I had a conversation with my father where I told him this was hurtful, as they are going to such lengths to protect the person I think abused me, and are assuming that I cannot tell the difference between fantasy and reality when I have never had that issue before. He acknowledged that he can see how it could be hurtful (which is more than I thought he would do), but he said he doesn't know what he wants me to do because it makes no sense that I was abused.

I don't know what to do at this point. I feel so hurt. My abuser is winning. He took away so much from me, and now he's taking my parents too.

Anyone else relate, or can point me in the direction of books or anything that I might relate to?
 
From the other side... My son has false memories.
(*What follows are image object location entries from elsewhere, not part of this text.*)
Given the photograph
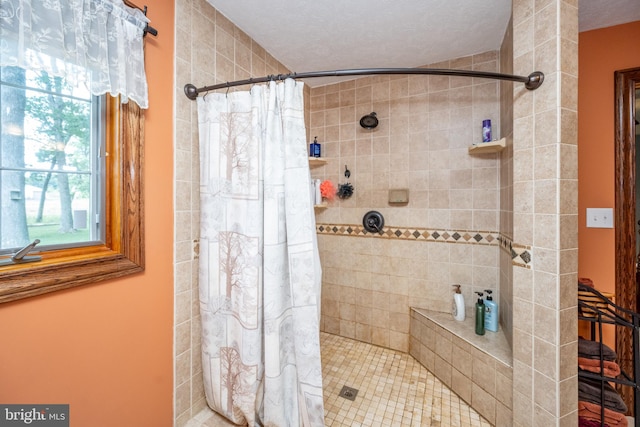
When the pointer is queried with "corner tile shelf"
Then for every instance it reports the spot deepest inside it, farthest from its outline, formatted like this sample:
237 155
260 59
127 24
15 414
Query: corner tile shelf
487 147
315 162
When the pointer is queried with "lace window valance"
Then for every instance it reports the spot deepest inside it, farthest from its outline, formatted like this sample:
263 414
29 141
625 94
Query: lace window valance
66 38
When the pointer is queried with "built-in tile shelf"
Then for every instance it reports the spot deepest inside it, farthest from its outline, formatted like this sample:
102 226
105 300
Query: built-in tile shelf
487 147
316 162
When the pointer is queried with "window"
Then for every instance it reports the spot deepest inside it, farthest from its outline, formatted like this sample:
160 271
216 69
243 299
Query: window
54 174
51 160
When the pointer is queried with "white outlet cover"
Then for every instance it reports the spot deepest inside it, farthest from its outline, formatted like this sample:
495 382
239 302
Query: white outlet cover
600 217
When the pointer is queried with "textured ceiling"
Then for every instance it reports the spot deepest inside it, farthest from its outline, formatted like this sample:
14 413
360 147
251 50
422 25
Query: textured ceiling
319 35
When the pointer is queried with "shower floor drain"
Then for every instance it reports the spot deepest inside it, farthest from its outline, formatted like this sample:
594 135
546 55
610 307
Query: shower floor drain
348 393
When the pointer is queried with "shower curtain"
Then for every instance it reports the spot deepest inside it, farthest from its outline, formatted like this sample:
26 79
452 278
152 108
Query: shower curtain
259 265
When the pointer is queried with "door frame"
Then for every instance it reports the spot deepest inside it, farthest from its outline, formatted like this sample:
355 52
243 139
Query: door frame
626 293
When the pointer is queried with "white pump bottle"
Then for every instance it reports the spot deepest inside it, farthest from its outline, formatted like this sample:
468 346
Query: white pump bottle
458 305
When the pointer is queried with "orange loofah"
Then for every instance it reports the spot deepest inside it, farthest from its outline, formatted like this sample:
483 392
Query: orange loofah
327 190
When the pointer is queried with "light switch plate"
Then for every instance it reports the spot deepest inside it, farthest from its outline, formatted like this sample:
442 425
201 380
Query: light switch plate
600 217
As a parent, that's just something you get used to kids doing; they remember things differently.

From the minor & super common; "I have NEVER liked Mac'n'cheese" ...when it was, no lie, their favorite thing for years. (Not a misunderstanding, but the food they would dance around all happy pants about, and huge glowing grins, and would trade for other people's... No doubt in anyone's mind this kid? Looooooves mac'n'cheese!). Then one day they don't like it anymore, and the next? Have "always" hated it. Ummmm.
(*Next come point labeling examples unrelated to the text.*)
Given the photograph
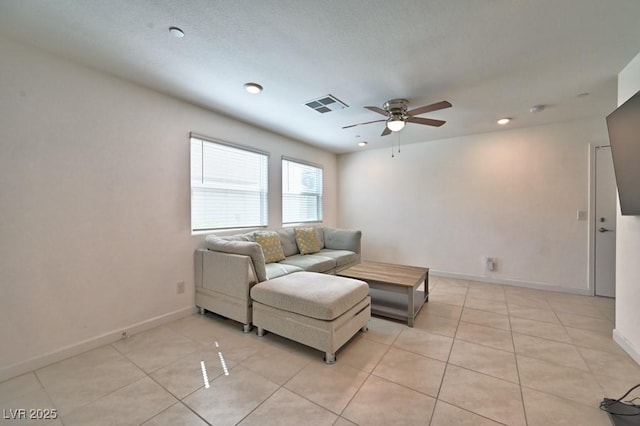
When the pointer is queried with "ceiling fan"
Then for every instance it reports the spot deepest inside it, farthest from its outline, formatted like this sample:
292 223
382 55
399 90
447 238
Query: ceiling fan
397 115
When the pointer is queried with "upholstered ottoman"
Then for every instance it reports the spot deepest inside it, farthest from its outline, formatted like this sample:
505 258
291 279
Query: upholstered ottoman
319 310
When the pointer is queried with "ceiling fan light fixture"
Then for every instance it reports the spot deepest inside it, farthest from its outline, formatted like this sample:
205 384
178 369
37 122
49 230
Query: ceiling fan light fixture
395 124
253 88
176 32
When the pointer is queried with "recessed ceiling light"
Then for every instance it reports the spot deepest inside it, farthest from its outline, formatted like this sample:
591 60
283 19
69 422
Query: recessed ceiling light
253 88
176 32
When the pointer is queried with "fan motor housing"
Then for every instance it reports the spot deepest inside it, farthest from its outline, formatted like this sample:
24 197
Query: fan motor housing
396 106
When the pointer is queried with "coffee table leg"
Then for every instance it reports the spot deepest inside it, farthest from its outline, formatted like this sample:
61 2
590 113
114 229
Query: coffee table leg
410 306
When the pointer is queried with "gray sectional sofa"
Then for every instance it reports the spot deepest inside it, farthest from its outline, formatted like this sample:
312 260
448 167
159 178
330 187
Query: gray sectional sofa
230 266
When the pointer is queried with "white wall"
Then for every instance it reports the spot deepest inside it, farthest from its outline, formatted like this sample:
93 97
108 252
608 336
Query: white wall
447 204
627 331
94 204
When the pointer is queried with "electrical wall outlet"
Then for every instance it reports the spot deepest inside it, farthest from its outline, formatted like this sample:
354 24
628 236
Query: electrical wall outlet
490 263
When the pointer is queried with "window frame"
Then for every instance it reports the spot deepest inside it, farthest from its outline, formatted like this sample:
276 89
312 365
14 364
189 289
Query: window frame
263 194
320 198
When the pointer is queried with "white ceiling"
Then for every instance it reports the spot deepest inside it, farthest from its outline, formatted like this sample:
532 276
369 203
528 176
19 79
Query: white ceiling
489 58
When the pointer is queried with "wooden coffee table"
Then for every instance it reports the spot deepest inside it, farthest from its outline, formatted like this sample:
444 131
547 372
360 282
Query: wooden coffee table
394 289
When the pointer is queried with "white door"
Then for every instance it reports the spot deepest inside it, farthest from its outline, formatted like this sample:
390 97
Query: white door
605 223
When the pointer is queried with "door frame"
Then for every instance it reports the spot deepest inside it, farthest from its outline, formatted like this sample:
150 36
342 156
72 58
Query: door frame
593 147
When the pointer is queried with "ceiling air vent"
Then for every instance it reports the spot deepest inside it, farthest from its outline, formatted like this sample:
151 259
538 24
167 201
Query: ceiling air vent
326 104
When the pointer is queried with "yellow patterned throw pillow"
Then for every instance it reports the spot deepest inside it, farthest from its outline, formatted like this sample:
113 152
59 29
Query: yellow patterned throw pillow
271 246
307 240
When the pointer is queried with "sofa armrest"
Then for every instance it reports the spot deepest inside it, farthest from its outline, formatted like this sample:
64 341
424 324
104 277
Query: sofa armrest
230 274
342 239
245 248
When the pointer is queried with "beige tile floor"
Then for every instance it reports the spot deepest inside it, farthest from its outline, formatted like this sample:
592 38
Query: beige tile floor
479 354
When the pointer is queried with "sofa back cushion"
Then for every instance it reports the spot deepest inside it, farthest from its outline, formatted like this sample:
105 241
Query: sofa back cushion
307 240
288 240
271 246
342 239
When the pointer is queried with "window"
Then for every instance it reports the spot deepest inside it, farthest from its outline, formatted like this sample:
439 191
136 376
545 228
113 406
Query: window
301 192
228 185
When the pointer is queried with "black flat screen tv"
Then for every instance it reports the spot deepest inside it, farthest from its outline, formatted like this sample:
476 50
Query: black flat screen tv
623 125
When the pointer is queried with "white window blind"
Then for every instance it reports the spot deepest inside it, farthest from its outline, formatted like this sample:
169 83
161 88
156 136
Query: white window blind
301 192
228 186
To middling (my kid "remembers" his dad being around a lot. He wasn't. We talked about his dad "You dad would be so proud of you!", etc., A lot, but he was virtually never there. Actual math: less than 30 days in 9 years). But in my son's mind? His dad was there. He "remembers" him being proud of him at a soccer game (my ex never came to even one soccer game). He remembers every other detail of the game exactly, can even pick out the right photos (I'm a camera nut, have photos of everything) for the game he's talking about... But his mind has somehow added his father to that game. His dad was in Italy during that game. But, again, theKiddo isn't just mixing up which game. His dad never attended one. Not one. People talked about his dad, but his dad was never there. There's all sorts of similar things in his memories like that).
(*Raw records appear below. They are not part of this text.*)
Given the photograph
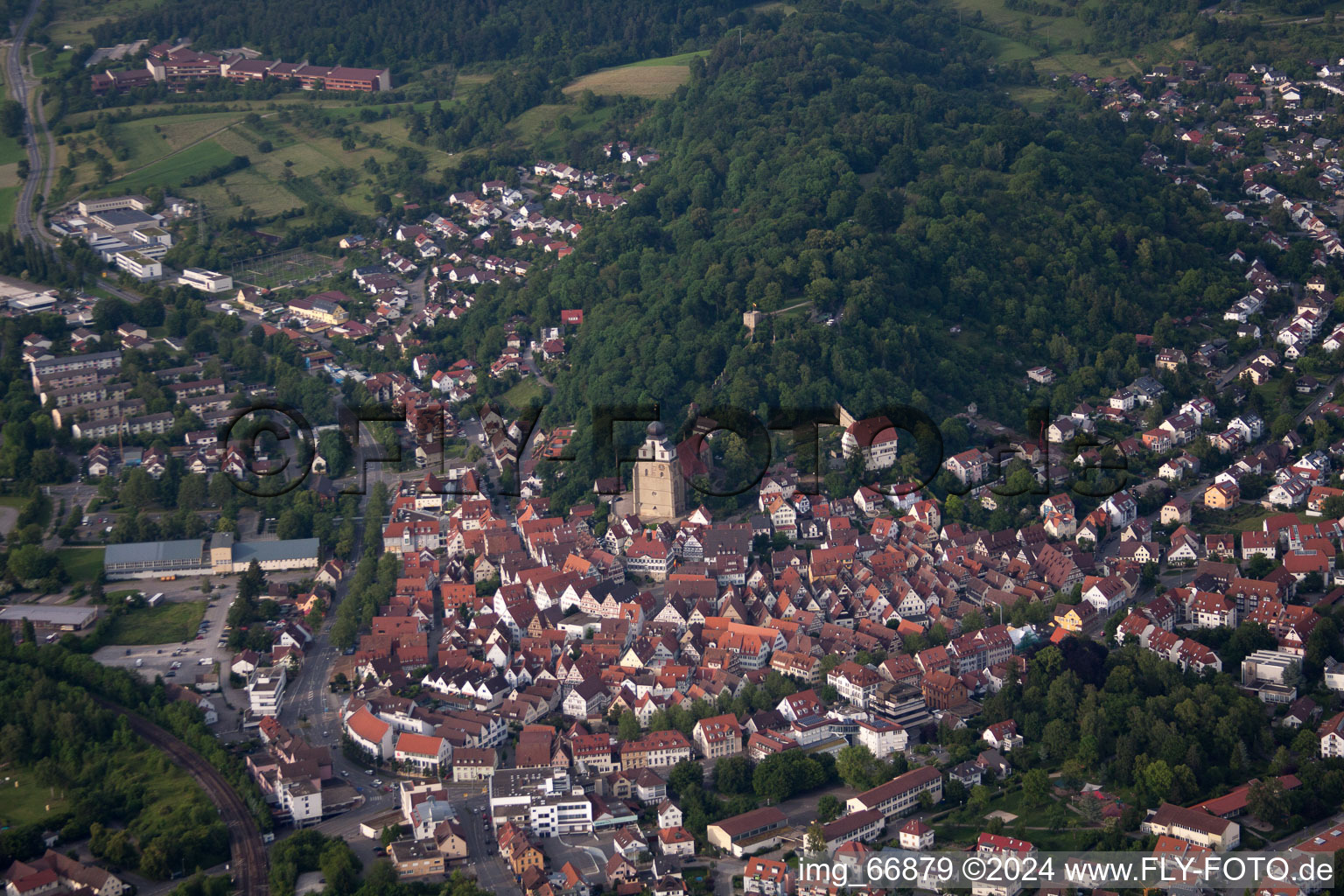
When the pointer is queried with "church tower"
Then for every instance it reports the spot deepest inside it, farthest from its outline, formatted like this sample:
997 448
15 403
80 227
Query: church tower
659 485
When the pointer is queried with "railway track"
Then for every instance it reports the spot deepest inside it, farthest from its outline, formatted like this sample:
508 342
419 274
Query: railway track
248 853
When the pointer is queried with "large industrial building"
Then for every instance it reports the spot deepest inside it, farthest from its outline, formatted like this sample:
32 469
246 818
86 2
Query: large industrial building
191 556
49 620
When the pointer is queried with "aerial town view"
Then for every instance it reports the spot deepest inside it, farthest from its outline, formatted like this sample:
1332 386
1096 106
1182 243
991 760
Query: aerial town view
694 448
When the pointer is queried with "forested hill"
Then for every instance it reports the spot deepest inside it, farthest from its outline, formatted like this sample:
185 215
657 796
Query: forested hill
862 158
573 35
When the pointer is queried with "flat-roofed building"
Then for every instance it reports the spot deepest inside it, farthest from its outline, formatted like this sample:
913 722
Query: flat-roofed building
749 832
206 281
138 265
89 207
49 617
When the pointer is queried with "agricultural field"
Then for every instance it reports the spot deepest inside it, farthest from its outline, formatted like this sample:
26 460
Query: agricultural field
167 150
541 127
82 564
1053 43
652 78
24 801
74 20
165 624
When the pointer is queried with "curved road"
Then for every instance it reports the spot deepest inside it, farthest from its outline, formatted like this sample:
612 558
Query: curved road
248 855
38 173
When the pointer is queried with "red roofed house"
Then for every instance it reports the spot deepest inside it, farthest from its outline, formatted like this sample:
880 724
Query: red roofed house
424 752
370 734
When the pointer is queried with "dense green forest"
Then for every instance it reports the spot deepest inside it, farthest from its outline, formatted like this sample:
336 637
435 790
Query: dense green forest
138 810
874 170
50 722
574 37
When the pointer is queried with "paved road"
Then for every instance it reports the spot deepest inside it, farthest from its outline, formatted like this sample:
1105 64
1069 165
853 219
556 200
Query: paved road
491 872
34 124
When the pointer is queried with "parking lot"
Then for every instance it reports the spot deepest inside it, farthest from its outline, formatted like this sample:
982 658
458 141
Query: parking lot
158 660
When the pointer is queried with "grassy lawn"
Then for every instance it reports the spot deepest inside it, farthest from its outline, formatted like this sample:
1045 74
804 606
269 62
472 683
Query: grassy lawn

To major. Talking big trauma. Both things that they alter over time themselves, or things that other people have deliberately altered (for good or ill, changing the narrative). There are times my son has hid in the closet and made recordings of stuff... That later? No. He swears up & down *what he recorded*? That never happened. And then his brain melts when he finds the recording. Or... It happened completely differently. Or...there were other people involved, than who were actually involved.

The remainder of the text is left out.